The Supreme Court has held:
To establish unjust enrichment, a plaintiff must show both that defendant received a benefit and that retention of that benefit without payment would be unjust. The unjust enrichment doctrine requires that the plaintiff show that it expected remuneration from the defendant and that the failure of remuneration enriched defendant beyond its contractual rights. [VRG Corp. v. GKN Realty Corp., 135 N.J. 539, 554 (1994) (citations omitted); see also Iliadis v. Wal-Mart Stores, Inc., 191 N.J. 88, 110 (2007).]
The record in the present matter reflects that the Doric received wall repairs for which it did not pay. Indeed, this was the basis for the jury's verdict. As such, the Doric was "enriched beyond its contractual rights." Ibid. Consequently, it was properly ordered to pay the County for its costs of demolition and repair. To have ordered otherwise would have inequitably enriched the Doric.

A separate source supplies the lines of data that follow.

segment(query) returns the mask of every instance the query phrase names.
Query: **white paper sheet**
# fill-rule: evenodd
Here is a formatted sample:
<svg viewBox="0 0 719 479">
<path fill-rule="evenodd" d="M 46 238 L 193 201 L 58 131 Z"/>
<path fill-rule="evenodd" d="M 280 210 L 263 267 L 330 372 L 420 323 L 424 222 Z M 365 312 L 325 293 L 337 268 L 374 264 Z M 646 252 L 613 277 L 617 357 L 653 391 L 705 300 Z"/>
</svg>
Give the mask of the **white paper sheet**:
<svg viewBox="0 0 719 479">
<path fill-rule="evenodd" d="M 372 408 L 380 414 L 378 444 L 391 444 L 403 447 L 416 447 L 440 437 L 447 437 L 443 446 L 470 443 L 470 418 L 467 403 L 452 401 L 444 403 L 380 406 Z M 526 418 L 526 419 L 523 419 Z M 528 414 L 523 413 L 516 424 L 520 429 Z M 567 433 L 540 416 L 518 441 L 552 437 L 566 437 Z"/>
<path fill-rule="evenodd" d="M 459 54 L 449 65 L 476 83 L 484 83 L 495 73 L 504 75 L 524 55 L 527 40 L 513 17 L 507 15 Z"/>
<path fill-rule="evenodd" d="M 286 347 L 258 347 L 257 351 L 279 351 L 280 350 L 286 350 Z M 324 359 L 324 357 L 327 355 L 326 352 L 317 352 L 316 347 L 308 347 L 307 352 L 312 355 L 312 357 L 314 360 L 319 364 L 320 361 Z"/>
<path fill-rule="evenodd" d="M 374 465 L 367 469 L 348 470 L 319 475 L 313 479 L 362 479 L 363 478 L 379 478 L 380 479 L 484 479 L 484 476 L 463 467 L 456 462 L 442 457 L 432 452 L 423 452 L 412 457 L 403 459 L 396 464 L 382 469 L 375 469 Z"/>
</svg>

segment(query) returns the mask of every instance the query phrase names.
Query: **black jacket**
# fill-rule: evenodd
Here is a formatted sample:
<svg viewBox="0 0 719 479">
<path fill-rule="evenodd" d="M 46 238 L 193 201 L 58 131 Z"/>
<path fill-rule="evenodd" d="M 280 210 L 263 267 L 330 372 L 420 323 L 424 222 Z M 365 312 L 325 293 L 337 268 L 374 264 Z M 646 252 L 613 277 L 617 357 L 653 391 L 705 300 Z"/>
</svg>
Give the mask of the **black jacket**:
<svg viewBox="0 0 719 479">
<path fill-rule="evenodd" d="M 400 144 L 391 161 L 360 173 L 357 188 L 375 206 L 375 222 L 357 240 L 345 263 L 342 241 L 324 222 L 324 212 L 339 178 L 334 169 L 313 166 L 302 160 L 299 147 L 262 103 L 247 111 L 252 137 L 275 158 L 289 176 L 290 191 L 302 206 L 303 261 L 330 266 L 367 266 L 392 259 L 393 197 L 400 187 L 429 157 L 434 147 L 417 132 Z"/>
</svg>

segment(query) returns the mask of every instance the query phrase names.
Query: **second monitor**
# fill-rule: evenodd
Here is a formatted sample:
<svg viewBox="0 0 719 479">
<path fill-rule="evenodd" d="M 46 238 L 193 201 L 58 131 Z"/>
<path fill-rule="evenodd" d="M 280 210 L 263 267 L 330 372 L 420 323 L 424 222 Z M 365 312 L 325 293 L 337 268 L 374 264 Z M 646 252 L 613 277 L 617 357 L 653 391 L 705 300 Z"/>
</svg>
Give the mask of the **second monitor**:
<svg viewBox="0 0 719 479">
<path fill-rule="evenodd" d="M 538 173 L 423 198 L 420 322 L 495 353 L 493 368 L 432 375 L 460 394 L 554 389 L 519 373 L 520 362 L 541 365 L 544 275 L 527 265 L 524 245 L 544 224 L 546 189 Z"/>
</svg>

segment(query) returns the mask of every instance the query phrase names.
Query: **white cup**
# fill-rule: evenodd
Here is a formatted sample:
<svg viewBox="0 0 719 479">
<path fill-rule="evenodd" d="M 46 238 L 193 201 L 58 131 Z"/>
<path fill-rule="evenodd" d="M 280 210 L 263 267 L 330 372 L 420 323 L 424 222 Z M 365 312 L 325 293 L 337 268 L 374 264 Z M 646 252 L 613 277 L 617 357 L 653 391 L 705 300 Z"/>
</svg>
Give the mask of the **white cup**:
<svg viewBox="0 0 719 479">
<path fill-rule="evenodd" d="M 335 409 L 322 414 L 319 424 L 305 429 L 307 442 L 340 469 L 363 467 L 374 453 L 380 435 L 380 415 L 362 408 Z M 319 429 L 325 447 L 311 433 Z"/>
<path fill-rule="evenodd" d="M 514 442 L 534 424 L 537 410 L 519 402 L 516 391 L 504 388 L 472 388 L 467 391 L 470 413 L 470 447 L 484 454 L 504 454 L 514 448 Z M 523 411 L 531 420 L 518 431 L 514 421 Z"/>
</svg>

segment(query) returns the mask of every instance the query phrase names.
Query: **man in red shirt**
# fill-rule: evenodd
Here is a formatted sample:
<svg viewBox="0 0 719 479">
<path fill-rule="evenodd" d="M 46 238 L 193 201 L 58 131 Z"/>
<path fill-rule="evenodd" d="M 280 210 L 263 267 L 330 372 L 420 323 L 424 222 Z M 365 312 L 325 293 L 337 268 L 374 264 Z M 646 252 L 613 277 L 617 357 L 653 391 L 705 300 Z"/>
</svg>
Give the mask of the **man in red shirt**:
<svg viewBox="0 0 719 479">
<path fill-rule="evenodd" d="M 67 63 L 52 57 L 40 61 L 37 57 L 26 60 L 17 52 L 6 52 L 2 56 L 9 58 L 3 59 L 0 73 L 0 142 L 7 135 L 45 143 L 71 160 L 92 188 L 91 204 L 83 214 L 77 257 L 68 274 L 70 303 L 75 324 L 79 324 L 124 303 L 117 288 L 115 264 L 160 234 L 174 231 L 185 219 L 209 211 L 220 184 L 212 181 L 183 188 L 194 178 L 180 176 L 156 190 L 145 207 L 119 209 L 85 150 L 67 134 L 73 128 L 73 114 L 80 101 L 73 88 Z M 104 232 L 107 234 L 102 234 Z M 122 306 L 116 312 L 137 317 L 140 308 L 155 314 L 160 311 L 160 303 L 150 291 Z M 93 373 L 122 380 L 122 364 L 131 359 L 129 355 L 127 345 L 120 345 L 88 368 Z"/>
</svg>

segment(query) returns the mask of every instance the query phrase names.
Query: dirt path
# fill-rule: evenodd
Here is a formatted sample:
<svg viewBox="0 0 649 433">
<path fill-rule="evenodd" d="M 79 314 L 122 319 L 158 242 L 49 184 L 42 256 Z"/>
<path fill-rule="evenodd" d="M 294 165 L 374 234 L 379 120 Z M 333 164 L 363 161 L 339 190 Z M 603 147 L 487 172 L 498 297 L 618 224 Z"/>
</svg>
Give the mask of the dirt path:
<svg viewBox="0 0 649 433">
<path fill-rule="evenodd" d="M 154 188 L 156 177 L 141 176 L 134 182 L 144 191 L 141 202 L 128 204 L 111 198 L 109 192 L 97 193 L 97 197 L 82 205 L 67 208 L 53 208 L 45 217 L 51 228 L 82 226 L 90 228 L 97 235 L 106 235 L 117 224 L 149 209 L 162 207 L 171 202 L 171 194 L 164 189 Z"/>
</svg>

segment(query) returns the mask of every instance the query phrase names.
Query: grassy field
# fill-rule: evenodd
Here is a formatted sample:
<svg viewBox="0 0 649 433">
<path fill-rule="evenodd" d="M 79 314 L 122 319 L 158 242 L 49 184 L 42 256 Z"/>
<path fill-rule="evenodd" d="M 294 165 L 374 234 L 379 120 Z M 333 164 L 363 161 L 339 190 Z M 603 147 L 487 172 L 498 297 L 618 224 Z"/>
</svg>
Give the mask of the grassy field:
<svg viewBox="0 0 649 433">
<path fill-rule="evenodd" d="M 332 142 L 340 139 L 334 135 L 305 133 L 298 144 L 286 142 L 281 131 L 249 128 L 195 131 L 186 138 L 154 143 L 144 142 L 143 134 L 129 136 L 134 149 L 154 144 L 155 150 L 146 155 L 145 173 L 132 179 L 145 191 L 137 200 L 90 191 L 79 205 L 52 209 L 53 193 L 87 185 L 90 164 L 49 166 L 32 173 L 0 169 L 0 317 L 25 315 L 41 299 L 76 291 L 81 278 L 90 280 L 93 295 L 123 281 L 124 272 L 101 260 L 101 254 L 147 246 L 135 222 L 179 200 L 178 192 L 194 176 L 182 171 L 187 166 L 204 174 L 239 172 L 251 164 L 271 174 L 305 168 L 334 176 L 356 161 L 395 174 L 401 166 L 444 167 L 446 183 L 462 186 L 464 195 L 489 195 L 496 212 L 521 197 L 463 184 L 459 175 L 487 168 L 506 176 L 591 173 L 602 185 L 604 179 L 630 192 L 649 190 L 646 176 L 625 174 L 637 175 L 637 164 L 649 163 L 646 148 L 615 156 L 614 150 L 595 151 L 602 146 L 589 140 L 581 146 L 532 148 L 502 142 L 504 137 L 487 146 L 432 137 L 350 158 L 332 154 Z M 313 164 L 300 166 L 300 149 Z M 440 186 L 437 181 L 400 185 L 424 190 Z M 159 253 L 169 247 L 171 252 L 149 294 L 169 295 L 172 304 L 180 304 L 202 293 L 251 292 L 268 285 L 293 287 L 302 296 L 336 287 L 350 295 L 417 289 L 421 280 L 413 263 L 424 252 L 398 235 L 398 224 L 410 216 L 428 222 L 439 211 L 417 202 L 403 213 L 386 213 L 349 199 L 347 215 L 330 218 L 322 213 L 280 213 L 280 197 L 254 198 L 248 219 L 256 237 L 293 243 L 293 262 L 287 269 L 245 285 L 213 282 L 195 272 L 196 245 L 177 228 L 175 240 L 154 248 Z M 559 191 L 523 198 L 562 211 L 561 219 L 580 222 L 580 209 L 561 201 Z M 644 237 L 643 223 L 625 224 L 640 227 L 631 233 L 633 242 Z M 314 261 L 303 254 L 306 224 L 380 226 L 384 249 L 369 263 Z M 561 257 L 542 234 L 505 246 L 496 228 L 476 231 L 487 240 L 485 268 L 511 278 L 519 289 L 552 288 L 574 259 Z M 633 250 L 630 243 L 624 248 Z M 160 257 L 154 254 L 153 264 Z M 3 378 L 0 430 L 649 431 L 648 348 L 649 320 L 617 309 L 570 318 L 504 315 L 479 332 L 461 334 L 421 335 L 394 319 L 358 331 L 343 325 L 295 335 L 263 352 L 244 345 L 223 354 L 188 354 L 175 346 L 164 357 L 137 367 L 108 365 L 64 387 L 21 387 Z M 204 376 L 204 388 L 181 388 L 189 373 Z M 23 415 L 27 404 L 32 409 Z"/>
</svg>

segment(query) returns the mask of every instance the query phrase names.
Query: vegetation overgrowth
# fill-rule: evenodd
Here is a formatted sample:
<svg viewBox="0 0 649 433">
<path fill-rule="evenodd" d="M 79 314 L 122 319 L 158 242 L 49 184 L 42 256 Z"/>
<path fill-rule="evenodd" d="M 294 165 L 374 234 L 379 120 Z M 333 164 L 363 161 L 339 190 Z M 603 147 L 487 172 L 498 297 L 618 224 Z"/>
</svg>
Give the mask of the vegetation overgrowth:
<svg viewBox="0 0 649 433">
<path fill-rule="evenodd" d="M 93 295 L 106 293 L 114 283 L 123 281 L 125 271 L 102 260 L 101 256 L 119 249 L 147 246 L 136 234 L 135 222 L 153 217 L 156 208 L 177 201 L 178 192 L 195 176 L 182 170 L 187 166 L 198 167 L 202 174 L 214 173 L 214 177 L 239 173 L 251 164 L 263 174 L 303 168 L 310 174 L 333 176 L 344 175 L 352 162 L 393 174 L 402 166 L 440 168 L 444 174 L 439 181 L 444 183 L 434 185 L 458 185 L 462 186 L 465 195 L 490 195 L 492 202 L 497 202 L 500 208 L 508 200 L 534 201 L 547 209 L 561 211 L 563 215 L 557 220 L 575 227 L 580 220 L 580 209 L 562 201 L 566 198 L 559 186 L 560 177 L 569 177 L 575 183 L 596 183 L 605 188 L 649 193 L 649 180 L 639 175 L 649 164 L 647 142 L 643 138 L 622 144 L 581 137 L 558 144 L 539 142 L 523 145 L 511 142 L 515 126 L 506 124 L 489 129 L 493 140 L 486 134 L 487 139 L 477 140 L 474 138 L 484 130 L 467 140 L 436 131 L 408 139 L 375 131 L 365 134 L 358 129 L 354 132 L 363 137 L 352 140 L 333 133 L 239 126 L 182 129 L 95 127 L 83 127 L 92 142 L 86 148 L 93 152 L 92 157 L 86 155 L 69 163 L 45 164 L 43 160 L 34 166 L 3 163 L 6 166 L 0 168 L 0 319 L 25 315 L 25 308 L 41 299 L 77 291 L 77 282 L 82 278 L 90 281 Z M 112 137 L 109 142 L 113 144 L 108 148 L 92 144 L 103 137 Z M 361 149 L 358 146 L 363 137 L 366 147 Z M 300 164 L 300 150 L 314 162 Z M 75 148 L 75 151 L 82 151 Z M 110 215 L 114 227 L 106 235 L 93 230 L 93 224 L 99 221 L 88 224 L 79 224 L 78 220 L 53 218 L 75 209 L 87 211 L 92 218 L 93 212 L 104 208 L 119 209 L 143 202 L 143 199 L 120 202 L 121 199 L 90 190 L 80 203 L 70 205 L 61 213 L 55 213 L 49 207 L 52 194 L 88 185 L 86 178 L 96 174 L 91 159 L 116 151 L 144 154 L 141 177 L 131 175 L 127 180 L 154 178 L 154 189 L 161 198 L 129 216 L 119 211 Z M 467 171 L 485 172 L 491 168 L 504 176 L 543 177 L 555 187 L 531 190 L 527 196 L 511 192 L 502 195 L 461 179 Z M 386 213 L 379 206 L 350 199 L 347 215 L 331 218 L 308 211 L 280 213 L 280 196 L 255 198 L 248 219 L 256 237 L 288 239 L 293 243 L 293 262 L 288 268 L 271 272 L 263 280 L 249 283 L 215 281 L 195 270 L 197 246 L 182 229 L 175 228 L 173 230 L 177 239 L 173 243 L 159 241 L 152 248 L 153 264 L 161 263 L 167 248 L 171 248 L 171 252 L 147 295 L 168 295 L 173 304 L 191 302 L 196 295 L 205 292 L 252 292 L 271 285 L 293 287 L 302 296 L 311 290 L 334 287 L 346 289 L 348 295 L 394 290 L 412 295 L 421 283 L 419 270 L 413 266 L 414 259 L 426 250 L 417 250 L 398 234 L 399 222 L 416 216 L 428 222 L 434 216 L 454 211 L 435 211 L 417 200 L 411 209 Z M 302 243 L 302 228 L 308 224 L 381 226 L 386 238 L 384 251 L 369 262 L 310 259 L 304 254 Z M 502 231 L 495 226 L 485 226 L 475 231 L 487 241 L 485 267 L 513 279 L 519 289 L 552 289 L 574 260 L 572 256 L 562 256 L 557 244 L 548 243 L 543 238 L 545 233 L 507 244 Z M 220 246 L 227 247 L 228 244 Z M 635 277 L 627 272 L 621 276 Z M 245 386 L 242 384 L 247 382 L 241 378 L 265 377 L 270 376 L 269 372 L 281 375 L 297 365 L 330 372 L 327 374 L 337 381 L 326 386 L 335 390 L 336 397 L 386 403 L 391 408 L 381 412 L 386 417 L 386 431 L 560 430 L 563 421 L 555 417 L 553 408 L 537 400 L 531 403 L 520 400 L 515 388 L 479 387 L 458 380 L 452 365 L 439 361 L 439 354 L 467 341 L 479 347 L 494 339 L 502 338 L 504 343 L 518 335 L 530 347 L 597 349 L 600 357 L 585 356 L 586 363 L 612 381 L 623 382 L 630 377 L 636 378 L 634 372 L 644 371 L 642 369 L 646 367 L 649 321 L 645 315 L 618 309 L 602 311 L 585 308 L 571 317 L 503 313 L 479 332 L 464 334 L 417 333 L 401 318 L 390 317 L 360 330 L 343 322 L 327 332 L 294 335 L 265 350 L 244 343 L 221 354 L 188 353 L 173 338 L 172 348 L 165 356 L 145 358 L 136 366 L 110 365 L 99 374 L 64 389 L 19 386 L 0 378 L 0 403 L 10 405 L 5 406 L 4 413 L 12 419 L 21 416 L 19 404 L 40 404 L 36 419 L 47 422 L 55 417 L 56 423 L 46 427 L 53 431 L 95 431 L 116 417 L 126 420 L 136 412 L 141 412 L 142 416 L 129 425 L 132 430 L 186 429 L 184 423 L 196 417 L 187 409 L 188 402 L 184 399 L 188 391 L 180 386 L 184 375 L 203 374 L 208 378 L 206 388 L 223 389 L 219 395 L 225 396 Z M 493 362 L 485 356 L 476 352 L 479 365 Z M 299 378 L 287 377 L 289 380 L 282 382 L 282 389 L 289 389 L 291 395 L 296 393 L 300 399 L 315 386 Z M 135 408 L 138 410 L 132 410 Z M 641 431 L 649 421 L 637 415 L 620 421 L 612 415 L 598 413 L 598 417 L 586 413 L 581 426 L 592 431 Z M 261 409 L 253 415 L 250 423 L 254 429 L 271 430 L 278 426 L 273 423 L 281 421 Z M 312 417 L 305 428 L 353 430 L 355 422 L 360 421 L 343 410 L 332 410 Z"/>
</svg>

At the motion hearing, the judge determined that it would be "unjust" for the judgment against the Doric to stand in light of the fact of the NJDOT's payment. We regard the judge's focus to have been misdirected upon the County in reaching that determination, since by viewing the case in that fashion, the judge permitted the Doric to retain the benefit of the wall repairs without cost. From this perspective, we find the County's eventual receipt of the NJDOT's funds to be irrelevant for purposes of the implementation of the doctrine of unjust enrichment. The Doric should not be permitted in equity to avoid lawfully imposed liability simply because an amount roughly equivalent to the judgment against it was later offered by a governmental entity with no relationship to the Doric.
It can be argued that, to prevent double recovery, the County should disgorge its award from the NJDOT to the extent that it duplicates damages recovered from the Doric. However, the County has on more than one occasion notified the NJDOT of the existence of the judgment against the Doric, and the NJDOT has failed to act. The courts thus lack the power to proceed on its behalf.
The judgment of the motion judge is reversed and the August 21, 2009 judgment against the Doric Apartment Corporation is reinstated.